Waiting for God, Simone Weil, Translated by Emma Craufurd with Introduction by Leslie A. Fiedler. Harper & Row Perennial Library (ISBN: 0060902957) 1973 (Originally published in 1951, link and cover photo are to current edition in print).
Summary: Weil’s correspondence with her mentor and four essays on her religious thought focused around loving and attending to God.
Simone Weil is a “one off” figures. She struggled with migraine headaches. She worked tirelessly while paying little heed to her own nourishment or her worsening tuberculosis. Weil struggled with her intellectual inferiority to her brother, the mathematician Andre Weil, mostly because she struggled with geometry while producing profound religious and philosophic insight. She died young, at the age of 34.

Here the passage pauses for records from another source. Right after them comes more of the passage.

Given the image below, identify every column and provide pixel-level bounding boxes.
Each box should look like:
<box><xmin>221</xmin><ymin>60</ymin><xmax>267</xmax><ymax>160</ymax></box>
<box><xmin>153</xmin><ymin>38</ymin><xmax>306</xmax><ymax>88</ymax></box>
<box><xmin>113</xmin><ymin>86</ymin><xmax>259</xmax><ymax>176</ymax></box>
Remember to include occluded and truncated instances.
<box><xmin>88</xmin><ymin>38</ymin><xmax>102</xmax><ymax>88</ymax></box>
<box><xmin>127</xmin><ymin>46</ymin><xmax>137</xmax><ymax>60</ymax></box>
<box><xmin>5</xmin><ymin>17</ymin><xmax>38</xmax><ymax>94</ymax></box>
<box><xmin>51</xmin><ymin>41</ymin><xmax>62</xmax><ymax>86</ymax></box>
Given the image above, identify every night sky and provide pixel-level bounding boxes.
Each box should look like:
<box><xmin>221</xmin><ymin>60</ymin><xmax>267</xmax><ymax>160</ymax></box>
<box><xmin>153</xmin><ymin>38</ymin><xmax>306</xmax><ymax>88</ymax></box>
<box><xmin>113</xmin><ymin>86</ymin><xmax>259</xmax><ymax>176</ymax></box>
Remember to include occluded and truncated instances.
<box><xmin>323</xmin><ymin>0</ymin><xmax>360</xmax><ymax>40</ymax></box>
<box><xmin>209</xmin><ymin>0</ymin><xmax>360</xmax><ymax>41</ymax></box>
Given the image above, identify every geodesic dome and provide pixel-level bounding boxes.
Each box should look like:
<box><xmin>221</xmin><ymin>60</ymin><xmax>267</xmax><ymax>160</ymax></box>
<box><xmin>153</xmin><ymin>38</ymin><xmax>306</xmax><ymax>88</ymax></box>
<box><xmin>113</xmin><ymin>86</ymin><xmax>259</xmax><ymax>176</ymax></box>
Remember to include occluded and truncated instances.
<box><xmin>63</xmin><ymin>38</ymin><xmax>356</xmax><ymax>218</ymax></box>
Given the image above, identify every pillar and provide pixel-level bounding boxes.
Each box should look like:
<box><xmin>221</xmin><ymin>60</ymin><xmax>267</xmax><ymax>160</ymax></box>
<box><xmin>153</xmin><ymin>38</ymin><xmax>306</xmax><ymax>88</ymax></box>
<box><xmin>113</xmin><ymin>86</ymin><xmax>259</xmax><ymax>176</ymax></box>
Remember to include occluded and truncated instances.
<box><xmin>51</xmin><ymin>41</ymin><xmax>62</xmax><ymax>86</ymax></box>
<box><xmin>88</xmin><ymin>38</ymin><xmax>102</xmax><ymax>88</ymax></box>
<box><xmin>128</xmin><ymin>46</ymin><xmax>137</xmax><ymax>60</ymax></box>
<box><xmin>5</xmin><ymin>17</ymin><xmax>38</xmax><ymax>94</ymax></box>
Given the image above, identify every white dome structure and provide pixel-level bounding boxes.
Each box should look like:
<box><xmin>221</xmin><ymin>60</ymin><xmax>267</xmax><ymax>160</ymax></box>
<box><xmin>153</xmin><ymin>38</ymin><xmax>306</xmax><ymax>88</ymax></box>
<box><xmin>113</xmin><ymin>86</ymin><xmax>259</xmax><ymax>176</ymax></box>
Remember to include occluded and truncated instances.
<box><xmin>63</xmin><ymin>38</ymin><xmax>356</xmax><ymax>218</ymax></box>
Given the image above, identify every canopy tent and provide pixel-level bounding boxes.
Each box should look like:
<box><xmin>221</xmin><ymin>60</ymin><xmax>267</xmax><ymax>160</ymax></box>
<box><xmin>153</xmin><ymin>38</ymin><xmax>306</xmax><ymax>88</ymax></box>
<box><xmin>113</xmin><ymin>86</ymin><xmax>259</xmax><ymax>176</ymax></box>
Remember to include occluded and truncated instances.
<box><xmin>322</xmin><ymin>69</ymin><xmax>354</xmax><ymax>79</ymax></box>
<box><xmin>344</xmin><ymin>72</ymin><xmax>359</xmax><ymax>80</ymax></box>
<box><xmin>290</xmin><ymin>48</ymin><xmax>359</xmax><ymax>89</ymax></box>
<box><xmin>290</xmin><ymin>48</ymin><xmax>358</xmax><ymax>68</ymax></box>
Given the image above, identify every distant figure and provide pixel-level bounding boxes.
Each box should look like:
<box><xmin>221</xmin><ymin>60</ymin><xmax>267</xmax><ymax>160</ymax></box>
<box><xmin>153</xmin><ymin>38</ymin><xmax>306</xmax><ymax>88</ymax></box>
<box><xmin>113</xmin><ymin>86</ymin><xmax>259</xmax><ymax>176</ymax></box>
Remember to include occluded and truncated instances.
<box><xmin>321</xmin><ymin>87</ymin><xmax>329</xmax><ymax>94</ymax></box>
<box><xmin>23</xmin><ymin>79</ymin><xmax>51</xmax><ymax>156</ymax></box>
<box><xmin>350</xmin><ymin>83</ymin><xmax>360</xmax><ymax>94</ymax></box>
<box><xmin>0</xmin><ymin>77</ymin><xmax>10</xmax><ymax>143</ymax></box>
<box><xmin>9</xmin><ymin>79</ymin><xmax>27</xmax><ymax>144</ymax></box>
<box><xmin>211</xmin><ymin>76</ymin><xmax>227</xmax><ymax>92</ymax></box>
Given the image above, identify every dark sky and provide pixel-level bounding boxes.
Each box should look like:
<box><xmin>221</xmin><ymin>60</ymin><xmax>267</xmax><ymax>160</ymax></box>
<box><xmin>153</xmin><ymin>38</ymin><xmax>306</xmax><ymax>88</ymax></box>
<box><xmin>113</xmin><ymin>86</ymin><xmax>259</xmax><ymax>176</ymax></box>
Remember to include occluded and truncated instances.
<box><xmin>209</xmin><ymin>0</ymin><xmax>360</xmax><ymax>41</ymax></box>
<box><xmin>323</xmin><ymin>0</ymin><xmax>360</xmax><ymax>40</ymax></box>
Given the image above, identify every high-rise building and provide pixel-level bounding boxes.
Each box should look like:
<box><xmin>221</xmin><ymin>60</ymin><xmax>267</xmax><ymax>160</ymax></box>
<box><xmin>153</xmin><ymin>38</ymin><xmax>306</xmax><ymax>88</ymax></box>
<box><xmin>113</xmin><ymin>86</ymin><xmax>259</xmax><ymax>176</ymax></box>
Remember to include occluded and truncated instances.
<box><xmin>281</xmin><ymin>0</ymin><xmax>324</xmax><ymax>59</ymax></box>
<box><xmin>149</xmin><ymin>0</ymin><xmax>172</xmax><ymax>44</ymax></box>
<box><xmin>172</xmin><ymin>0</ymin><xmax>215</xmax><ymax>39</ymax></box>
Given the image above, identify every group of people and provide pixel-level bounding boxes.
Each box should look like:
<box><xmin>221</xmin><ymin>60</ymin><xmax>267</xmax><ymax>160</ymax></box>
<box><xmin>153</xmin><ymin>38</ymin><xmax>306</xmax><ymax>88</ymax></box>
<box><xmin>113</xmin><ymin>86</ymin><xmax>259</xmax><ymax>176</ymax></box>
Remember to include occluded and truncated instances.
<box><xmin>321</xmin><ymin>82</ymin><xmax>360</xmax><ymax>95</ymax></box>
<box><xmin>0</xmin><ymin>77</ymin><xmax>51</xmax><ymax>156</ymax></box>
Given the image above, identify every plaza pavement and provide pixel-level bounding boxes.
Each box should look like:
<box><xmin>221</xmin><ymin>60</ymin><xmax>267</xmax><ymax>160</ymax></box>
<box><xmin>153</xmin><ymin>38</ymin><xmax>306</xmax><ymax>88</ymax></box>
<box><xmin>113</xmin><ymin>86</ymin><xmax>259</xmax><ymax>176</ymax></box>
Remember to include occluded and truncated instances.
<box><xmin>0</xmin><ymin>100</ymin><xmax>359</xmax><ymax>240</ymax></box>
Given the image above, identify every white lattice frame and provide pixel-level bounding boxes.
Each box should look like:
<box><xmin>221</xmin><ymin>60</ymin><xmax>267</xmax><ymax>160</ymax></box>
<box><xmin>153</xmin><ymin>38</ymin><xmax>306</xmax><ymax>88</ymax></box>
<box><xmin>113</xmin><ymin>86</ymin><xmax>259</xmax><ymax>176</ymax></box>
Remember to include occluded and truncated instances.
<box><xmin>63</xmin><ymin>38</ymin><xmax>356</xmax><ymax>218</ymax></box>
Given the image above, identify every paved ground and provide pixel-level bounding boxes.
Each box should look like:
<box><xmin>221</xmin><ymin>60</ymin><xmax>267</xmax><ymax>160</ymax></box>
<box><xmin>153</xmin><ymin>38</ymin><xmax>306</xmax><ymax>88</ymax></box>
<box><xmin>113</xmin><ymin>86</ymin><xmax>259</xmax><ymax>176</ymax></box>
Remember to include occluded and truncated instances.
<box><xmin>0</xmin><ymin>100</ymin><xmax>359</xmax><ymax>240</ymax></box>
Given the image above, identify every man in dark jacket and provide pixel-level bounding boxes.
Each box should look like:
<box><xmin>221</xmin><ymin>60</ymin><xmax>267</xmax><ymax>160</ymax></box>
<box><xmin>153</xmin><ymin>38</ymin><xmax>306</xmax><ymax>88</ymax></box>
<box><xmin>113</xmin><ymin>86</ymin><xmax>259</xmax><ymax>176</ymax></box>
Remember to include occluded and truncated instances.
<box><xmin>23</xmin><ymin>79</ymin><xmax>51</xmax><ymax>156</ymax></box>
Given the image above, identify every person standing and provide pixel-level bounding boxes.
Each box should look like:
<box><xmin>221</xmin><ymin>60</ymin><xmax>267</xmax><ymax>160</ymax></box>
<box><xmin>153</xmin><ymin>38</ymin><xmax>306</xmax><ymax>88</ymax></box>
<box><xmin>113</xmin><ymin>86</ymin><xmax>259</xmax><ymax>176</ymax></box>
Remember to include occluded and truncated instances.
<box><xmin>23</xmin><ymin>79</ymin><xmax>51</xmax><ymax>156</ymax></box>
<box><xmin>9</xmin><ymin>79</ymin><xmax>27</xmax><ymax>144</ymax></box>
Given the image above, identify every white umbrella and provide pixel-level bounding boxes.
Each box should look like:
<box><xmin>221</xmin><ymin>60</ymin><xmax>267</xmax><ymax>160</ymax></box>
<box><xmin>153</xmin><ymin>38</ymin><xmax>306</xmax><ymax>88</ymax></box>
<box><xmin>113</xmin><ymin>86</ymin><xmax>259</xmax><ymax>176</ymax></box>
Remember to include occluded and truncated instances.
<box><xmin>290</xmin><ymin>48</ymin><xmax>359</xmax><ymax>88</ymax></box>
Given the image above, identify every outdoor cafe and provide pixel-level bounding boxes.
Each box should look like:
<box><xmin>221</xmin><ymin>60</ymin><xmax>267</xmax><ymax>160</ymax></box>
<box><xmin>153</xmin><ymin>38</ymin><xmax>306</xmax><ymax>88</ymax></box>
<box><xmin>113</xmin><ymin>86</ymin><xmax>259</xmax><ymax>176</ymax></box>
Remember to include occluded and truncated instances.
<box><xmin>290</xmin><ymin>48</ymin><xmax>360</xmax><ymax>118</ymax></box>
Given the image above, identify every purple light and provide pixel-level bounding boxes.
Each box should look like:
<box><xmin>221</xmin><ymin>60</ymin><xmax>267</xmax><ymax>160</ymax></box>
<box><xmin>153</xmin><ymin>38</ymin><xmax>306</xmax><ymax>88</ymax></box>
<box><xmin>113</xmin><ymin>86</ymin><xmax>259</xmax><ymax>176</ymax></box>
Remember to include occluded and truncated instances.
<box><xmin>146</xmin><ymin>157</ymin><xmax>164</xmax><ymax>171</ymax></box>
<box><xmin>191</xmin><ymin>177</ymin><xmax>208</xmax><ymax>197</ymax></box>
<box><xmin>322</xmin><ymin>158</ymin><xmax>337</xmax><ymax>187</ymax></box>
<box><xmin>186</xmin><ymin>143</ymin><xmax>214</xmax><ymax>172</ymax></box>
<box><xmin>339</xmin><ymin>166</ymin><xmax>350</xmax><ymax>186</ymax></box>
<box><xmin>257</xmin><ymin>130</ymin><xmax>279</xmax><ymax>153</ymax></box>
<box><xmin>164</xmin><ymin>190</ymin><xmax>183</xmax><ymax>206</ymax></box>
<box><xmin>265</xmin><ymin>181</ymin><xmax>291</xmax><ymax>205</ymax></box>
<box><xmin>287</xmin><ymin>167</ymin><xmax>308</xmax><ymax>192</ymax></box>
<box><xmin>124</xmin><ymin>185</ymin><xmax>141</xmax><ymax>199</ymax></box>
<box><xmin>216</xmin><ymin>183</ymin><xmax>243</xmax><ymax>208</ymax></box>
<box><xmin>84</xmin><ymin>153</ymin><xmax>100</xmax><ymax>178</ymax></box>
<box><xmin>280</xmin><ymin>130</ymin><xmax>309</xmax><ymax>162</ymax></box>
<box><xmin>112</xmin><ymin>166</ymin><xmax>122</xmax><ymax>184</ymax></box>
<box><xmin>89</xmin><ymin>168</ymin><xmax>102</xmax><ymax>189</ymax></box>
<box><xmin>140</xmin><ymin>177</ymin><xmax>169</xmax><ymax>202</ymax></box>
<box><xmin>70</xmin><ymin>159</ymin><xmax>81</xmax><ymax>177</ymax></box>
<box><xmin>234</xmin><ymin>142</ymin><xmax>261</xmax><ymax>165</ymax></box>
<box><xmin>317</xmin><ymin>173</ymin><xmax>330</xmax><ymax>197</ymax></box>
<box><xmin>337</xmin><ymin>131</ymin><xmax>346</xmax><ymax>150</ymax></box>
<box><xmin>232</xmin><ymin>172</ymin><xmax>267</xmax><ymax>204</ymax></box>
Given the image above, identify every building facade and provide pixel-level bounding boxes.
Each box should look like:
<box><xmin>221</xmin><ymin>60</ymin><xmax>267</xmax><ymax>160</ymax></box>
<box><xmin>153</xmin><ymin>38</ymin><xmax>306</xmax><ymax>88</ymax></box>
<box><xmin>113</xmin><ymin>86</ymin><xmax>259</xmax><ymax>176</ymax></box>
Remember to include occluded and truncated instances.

Waiting for God captures the essence of her spiritual journey and insights into one’s relationship with the transcendent God. The title captures a theme running through the correspondence and essays that make up this book. In “The Love of God and Affliction” she writes:
“How are we to seek him? how are we to go toward him? Even if we were to walk for hundreds of years, we should do no more than go round and round the world. Even in an airplane we could not do anything else. We are incapable of progressing vertically. We cannot take a step toward the heavens. God crosses the universe and comes to us.”
Life consists of waiting for God to come to us in love and stir in us love for him. And in her spiritual autobiography written to her priestly mentor, Father Perrin, she describes how during prayer at Assisi and in reciting George Herbert’s poem, “Love,” “Christ himself came down and took possession of me.” Yet despite this profound encounter, she never felt she could enter the church.
Her letters to Father Perrin that make up the first part of this collection, explain her reasoning. Part of her answer is that she does not believe she loves God enough to deserve the grace of baptism. Another aspect is that while she loves the saints and liturgy, she does not love the church. Instead, she fears the flawed influence it might have upon her as a social structure, Thus, she anticipates many of the objections of the “nones” who would describe themselves as spiritual but not religious. While her intellectual integrity prevents her from entering the church, she takes great pains to express her gratitude to Father Perrin. At one point, she writes,
“In gaining my friendship by your charity (which I have never met anything to equal), you have provided me with a source of the most compelling and pure inspiration that is to be found among human things. For nothing among human things has such power to keep our gaze fixed ever more intensely upon God, than friendship for the friends of God.
What a friend Father Perrin must have been!
Then the second part of the book turns to her essays. First is her essay on school studies. Having worked in student ministry, this essay was worth the price of admission. Specifically, Weil draws the connection between prayer and study in the act of attention. In particular, the “lower attention” given to disciplined study develops this faculty in prayer. But I also found myself wondering whether attention in our prayers also may make us attentive in our studies.
From here she discusses “The Love of God and Affliction.” She speaks of the corrosive effects of enduring affliction on the soul and how help may only be found at the foot of the cross. Only by grace may we enter into an apprenticeship of obedience that awaits the coming of God to us.
Her longest essay is “Forms of the Implicit Love of God.” The essay is divided into sections on the love of neighbors, the order of the world, religious practices, friendship, and implicit and explicit love. In contrast to the clarity of her shorter letters, I found this essay more difficult to follow. Perhaps the best way to describe it is that it read a bit like the Pensees with her thoughts grouped under the subheadings.
However, she concludes on a high note in a line by line meditation upon the “our Father.” As have many others she concludes that the prayer “contains all possible petitions; we cannot conceive of any prayer not already contained in it.”
This is but one of the many works she produced, most published posthumously. I differ with her at points. For example, we will never deserve grace, in baptism or anything else. Yet hers is a voice that comes from outside of our echo chambers. Above all, her insight that life consists in waiting for and attending to God captures the heart of Christian devotion.